Identifying Breakpoint Median Genomes: A Branching Algorithm Approach
Poly H. da Silva, Arash Jamshidpey, David Sankoff
Genome comparison often involves quantifying dissimilarities between genomes with identical gene sets, commonly using breakpoints—points where adjacent genes in one genome are not adjacent in another. The concept of a median genome, used for comparison of multiple genomes, aims to find a genome that minimizes the total distance to all genomes in a given set. While median genomes are useful for extracting common genomic information and estimating ancestral traits, the existence of multiple, divergent medians raises concerns about their accuracy in reflecting the true ancestor. The median problem is known to be NP-hard, particularly for unichromosomal genomes, and solving it becomes increasingly challenging under different genome distance models.
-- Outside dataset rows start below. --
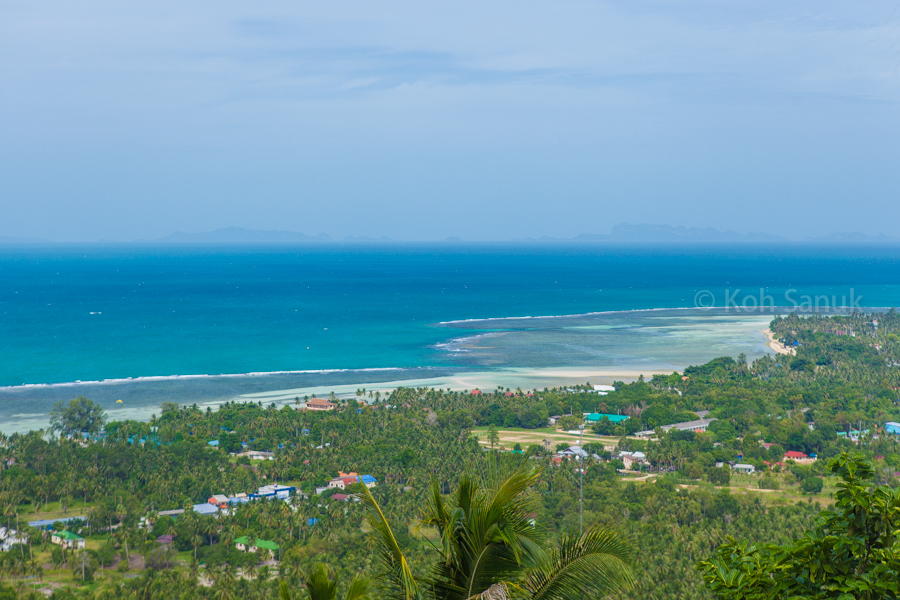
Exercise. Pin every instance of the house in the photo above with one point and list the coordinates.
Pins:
(67, 539)
(281, 492)
(258, 546)
(48, 523)
(800, 458)
(630, 459)
(258, 455)
(597, 417)
(319, 404)
(206, 509)
(574, 451)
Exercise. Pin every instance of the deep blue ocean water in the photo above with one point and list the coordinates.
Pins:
(94, 313)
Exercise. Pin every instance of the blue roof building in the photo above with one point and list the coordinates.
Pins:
(596, 417)
(206, 509)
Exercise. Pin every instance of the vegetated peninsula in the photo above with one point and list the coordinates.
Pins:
(478, 494)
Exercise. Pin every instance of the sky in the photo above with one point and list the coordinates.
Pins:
(422, 120)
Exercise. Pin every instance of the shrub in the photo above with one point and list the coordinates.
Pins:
(812, 485)
(768, 483)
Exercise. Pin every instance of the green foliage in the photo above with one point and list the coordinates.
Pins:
(80, 415)
(852, 553)
(488, 547)
(720, 476)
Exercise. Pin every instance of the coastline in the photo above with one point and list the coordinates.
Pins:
(774, 344)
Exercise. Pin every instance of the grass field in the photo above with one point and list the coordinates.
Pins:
(510, 436)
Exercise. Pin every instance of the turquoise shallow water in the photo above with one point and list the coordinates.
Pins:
(100, 313)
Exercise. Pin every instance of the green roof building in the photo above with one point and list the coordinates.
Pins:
(595, 417)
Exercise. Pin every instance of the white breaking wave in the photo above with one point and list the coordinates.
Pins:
(203, 376)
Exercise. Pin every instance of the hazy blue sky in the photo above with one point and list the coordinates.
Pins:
(417, 120)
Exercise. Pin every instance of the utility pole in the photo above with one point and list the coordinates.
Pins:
(580, 484)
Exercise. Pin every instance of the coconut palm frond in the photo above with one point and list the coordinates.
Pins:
(487, 539)
(359, 588)
(285, 591)
(589, 566)
(321, 583)
(397, 577)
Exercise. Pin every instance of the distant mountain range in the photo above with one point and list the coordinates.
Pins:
(6, 239)
(239, 235)
(663, 234)
(624, 233)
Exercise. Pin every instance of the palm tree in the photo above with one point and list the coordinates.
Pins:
(321, 583)
(490, 548)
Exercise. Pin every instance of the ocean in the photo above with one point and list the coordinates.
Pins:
(207, 324)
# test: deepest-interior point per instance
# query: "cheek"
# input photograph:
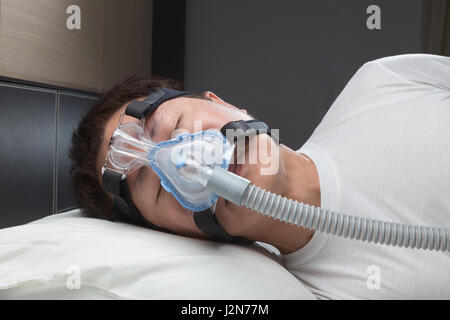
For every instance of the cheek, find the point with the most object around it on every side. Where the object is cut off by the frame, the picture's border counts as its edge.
(263, 164)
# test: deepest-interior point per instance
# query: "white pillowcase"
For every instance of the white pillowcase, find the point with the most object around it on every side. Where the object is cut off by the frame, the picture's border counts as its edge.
(51, 258)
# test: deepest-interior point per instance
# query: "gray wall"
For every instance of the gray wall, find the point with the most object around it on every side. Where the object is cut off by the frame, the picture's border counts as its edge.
(286, 61)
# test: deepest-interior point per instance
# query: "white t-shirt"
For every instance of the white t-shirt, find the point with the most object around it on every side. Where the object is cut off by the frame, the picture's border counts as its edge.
(382, 151)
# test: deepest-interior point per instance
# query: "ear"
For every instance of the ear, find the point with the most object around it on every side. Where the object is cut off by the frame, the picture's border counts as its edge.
(216, 99)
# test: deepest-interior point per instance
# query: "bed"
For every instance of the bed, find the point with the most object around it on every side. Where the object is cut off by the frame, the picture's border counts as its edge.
(48, 250)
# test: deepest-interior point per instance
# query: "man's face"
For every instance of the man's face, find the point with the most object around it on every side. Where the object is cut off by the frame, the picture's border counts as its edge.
(153, 201)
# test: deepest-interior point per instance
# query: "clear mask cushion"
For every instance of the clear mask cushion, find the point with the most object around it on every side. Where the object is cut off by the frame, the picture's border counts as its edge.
(172, 161)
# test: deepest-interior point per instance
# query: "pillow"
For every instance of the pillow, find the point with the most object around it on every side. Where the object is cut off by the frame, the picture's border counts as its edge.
(67, 256)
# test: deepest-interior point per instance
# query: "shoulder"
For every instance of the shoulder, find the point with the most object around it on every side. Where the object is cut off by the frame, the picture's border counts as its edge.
(425, 69)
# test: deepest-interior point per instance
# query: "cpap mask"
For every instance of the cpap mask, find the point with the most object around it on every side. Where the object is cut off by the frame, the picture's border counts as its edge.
(131, 148)
(193, 168)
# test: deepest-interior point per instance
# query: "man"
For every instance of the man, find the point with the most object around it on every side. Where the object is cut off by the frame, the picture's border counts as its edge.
(382, 151)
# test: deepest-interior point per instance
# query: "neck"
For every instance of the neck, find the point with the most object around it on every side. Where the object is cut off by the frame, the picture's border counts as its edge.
(301, 183)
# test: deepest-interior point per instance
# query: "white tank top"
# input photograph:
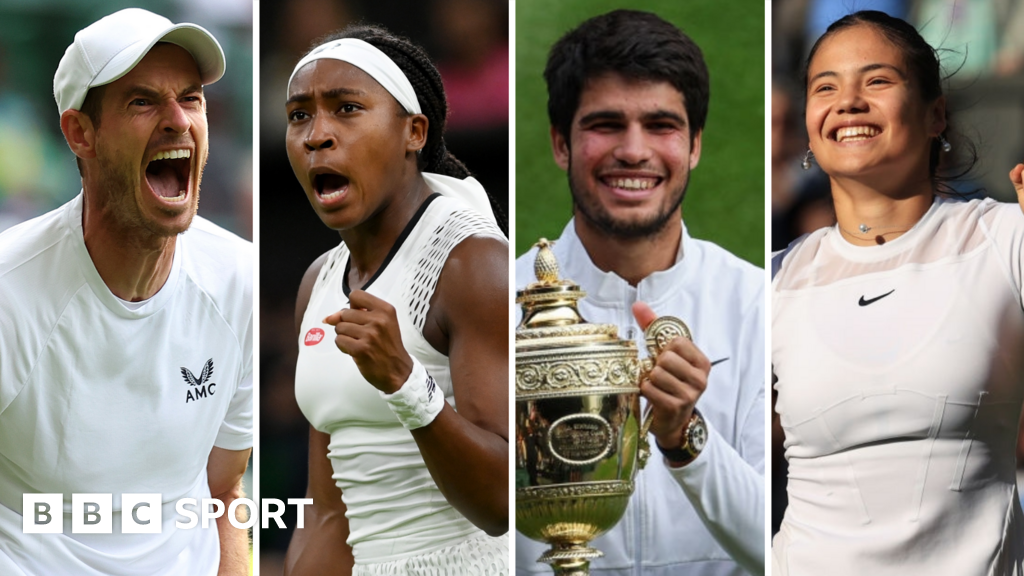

In this work, we introduce a novel branching algorithm to efficiently find all breakpoint medians of $k$ linear unichromosomal genomes, represented as unsigned permutations. This algorithm constructs a rooted, labeled tree, where the sequence of labels along each complete ray defines a genome, providing a structured and efficient way to explore the space of candidate medians by narrowing the search to a well-defined and significantly smaller subset of the permutation space. We validate our approach with experiments on randomly generated sets of three permutations. The results show that our method successfully computes the exact median value and also identifies many near-optimal approximations. Our experiments further show that most medians lie relatively close to the input permutations, in agreement with prior theoretical results.